The project’s dynamic nature also serves to help up-and-coming idols find more recognition through their appearance with core Morning Musume members — the aces in any of these pop decks.
In short, Morning Musume are more than a group — it’s a brand. And it’s a brand that advertisers know connects with a large market. Morning Musume have done ads for everything from sweets to a home-karaoke device and scooters.
The project also stimulates the girls’ competitiveness. Maki Goto, 17, Mo-musu’s lead singer, who “graduated” from the group on Sept. 23 to pursue a solo career, said in a TV interview that her experience of performing outside Mo-musu was fun, but that it also encouraged her to try harder to stand out among her rivals.
Goto’s graduation, as well as that of senior member 21-year-old Kei Yasuda next spring, is of course another part of the scheduled restructuring of Mo-musu’s subunits. But while previous member changes were done within the mothership, this time Tsunku is adding members from sister groups.
To ensure a fresh supply of talent, Tsunku added 15 elementary schoolgirls to the Hello! Project this year. From their numbers a new unit will be formed and headlined by 19-year-old Mo-musu member Mari Yaguchi. The songs, dance and the fashion of Minimoni, which has also been led by Yaguchi, have attracted many preteen fans, so it was only a matter of time before the “Tsunku family” would give birth to a younger generation of performers.
This “get ‘em while they’re young” strategy mirrors that of Johnny’s Jimusho, the highly successful production company behind male idol best sellers such as SMAP and Tokio. If you want to see the next crop of superidols, look no further than Johnny’s Jr, where young SMAP wannabes get their first taste of stardom.

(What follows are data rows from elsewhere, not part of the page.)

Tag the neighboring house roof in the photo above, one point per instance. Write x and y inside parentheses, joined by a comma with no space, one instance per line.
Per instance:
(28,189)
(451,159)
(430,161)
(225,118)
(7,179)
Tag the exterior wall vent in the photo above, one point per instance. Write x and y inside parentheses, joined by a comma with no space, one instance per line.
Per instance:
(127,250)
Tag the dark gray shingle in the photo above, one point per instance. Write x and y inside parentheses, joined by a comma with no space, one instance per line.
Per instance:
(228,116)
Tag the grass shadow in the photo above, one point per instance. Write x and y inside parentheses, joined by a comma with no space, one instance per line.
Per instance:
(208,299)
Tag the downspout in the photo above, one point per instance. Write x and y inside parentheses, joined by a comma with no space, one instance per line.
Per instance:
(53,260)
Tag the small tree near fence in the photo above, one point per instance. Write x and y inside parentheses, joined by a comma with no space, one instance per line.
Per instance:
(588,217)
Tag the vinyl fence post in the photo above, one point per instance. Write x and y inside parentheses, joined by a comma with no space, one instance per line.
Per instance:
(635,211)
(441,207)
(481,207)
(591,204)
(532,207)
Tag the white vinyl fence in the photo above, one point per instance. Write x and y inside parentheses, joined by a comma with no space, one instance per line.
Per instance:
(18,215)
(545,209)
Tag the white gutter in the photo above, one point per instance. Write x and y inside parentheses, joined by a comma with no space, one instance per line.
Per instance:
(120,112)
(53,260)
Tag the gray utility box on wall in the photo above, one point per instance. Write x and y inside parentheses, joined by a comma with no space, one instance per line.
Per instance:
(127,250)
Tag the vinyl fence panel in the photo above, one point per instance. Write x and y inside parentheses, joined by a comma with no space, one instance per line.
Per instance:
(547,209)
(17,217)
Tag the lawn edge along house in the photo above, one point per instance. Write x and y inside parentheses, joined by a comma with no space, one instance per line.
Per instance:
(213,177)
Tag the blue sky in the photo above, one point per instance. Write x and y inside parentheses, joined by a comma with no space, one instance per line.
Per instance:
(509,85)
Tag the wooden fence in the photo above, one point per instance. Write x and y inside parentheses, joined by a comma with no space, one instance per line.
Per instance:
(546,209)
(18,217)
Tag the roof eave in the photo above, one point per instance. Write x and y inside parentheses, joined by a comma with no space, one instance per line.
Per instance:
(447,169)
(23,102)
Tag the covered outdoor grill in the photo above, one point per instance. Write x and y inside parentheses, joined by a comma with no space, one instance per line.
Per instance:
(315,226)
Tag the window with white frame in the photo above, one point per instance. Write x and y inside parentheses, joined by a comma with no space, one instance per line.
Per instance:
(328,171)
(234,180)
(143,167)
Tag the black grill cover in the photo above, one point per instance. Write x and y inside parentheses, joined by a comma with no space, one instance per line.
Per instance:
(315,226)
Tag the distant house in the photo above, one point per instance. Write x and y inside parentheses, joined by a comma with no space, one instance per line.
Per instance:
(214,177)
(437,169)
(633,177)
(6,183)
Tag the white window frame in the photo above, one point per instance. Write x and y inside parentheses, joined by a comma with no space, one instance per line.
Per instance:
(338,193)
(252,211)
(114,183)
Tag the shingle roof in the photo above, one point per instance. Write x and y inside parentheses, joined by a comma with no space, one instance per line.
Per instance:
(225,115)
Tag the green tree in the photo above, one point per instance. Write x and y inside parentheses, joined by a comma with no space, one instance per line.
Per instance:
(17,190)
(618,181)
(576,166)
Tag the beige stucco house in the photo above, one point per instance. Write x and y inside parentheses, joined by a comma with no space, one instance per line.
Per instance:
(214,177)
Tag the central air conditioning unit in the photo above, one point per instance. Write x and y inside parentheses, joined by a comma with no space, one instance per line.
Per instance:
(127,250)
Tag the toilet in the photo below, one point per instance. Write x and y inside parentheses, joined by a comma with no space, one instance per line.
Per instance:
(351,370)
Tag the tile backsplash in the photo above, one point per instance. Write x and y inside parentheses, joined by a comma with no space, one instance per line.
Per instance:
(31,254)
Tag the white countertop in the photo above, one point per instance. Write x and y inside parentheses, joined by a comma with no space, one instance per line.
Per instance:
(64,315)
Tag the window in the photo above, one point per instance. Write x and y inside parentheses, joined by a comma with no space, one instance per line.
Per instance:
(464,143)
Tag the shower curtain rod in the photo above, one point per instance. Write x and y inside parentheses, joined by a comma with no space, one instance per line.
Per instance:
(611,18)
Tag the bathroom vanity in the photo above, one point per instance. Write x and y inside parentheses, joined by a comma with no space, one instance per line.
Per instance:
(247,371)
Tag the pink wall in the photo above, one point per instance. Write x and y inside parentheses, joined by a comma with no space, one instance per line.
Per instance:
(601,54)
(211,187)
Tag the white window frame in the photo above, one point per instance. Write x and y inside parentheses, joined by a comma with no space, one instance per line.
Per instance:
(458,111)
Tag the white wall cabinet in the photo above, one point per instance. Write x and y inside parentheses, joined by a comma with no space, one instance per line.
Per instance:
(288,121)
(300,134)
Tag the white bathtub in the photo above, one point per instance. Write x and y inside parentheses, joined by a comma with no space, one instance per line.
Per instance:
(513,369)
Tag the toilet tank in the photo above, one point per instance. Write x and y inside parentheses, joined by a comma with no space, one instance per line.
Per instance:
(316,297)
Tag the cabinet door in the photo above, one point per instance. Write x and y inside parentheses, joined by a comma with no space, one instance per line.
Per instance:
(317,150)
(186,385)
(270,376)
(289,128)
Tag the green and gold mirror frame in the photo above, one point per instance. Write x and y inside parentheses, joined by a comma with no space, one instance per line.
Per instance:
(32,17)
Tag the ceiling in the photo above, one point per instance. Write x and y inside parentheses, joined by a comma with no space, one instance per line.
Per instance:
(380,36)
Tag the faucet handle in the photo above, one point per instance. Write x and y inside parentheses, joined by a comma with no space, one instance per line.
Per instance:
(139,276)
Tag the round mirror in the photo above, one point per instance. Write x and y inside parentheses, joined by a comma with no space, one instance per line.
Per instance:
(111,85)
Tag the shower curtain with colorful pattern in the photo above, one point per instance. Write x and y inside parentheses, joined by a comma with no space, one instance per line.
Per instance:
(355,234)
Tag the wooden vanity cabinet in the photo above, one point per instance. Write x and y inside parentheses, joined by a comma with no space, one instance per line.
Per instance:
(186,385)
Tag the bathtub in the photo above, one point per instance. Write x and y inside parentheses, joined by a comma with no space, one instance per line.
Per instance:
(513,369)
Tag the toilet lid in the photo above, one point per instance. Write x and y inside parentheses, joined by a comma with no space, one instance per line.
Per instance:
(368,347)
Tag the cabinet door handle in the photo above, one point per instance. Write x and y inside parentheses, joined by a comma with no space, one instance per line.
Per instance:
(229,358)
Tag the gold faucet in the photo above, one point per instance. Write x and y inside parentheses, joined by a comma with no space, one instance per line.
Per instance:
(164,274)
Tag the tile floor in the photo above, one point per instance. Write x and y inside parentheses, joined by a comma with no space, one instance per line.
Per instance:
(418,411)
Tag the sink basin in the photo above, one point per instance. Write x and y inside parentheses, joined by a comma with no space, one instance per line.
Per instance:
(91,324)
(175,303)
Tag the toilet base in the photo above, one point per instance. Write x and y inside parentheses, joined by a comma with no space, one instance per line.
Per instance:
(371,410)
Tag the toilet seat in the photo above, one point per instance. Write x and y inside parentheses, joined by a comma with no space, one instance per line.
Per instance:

There is another precedent for the Tsunku phenomenon. Back in the mid-1980s, an all-girl idol group called Onyanko Club, emerged on the J-pop music scene. It comprised high school girls who were culled from televised auditions. They quickly found fame, and among their fans was none other than Tsunku.
Onyanko also spawned solo performers and subunits, and including those who graduated for various reasons during the two-year life span of Onyanko (which means “pussy cat girls”), the total membership ended up topping 50.
Onyanko broke up at their peak in 1987, but several former members — including Shizuka Kudo (who, appropriately, married SMAP heartthrob Takuya Kimura) — have remained successful on the show-biz scene since then.
Morning Musume have already proved they will have a longer shelf life than Onyanko ever did, developing in accordance to whatever new strategies Tsunku dreams up. Indeed, with a system like this, youth is guaranteed to spring eternal. The only unknown variable now is how long can Tsunku play Svengali. Is a Tsunku Jr. far away?